Tag: TSMC

  • The Challenge of Capacity

    The rise of Asia as a force to be reckoned with in large scale manufacturing of critical components like batteries, solar panels, pharmaceuticals, chemicals, and semiconductors has left US and European governments seeking to catch up with a bit of a dilemma.

    These activities largely moved to Asia because financially-motivated management teams in the West (correctly) recognized that:

    • they were low return in a conventional financial sense (require tremendous investment and maintenance)
    • most of these had a heavy labor component (and higher wages in the US/European meant US/European firms were at a cost disadvantage)
    • these activities tend to benefit from economies of scale and regional industrial ecosystems, so it makes sense for an industry to have fewer and larger suppliers
    • much of the value was concentrated in design and customer relationship, activities the Western companies would retain

    What the companies failed to take into account was the speed at which Asian companies like WuXi, TSMC, Samsung, LG, CATL, Trina, Tongwei, and many others would consolidate (usually with government support), ultimately “graduating” into dominant positions with real market leverage and with the profitability to invest into the higher value activities that were previously the sole domain of Western industry.

    Now, scrambling to reposition themselves closer to the forefront in some of these critical industries, these governments have tried to kickstart domestic efforts, only to face the economic realities that led to the outsourcing to begin with.

    Northvolt, a major European effort to produce advanced batteries in Europe, is one example of this. Despite raising tremendous private capital and securing European government support, the company filed for bankruptcy a few days ago.

    While much hand-wringing is happening in climate-tech circles, I take a different view: this should really not come as a surprise. Battery manufacturing (like semiconductor, solar, pharmaceutical, etc) requires huge amounts of capital and painstaking trial-and-error to perfect operations, just to produce products that are steadily dropping in price over the long-term. It’s fundamentally a difficult and not-very-rewarding endeavor. And it’s for that reason that the West “gave up” on these years ago.

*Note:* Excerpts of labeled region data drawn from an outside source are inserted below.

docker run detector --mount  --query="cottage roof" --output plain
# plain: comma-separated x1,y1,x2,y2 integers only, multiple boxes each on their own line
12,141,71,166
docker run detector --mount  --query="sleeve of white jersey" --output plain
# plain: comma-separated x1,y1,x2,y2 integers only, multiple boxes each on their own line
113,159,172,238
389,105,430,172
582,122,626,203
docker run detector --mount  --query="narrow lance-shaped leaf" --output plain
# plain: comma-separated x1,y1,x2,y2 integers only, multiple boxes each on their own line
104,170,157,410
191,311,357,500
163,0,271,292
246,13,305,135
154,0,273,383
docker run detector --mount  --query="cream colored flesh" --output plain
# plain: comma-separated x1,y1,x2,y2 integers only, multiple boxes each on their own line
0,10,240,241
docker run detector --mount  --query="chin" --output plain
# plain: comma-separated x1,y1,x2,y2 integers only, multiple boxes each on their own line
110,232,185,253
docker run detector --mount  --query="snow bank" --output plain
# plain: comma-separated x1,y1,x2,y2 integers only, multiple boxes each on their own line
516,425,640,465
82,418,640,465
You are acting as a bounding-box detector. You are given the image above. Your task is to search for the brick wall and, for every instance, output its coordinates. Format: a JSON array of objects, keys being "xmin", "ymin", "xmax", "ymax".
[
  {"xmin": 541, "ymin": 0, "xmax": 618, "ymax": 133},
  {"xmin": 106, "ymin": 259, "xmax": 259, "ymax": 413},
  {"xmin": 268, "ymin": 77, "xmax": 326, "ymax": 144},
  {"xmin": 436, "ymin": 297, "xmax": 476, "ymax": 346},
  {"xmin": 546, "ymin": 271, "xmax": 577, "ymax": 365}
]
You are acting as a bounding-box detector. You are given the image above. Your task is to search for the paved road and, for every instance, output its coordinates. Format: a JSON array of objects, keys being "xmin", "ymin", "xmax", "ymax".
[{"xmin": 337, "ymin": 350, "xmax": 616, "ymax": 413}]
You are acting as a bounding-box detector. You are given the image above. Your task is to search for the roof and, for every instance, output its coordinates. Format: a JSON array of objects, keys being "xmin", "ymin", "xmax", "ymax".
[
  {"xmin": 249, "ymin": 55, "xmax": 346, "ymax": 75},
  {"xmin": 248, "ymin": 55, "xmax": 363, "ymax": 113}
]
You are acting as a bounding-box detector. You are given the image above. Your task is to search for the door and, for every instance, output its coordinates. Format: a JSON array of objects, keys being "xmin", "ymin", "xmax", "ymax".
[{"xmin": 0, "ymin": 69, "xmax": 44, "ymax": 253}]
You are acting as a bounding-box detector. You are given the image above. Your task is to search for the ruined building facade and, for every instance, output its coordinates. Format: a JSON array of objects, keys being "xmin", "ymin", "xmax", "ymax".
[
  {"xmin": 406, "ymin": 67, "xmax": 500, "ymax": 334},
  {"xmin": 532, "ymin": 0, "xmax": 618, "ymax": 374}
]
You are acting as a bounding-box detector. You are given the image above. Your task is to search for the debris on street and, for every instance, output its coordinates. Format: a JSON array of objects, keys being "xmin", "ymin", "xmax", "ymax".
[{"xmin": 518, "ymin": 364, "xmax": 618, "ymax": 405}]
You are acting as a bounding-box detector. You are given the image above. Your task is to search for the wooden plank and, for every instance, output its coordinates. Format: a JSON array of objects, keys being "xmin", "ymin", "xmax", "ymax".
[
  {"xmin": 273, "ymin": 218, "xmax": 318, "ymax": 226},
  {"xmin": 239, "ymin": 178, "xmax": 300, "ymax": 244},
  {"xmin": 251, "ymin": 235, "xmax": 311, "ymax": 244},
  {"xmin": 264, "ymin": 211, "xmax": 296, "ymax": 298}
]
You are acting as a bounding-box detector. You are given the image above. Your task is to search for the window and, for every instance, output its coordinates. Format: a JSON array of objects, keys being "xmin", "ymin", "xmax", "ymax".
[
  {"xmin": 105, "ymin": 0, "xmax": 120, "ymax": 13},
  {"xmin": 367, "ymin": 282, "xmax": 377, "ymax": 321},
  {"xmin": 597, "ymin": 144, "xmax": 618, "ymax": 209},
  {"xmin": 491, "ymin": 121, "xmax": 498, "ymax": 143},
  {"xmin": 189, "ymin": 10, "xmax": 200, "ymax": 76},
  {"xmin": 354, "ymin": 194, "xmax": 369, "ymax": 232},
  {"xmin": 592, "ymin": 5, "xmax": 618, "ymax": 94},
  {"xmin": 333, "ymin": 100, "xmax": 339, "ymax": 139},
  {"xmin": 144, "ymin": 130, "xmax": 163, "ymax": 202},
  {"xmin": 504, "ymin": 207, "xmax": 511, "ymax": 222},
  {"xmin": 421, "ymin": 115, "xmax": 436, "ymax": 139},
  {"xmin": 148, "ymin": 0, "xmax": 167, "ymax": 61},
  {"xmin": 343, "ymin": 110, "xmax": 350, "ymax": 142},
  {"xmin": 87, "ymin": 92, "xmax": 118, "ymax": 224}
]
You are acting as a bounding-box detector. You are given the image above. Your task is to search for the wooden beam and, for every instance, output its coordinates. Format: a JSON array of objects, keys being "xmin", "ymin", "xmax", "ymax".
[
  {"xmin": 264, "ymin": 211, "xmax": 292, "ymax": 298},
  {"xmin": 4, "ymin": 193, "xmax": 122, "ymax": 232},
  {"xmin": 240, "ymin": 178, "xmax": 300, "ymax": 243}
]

    But if US and European industrial policy is to be taken seriously here, the respective governments need to internalize that reality and be committed for the long haul. The idea that what these Asian companies are doing is “easily replicated” is simply not true, and the question is not if but when will the next recipient of government support fall into dire straits.

    From the start, Northvolt set out to build something unprecedented. It didn’t just promise to build batteries in Europe, but to create an entire battery ecosystem, from scratch, in a matter of years. It would build the region’s biggest battery factories, develop and source its own materials, and recycle its own batteries. And, with some help from government subsidies, it would do so while matching prices from Asian manufacturers that had dominated global markets.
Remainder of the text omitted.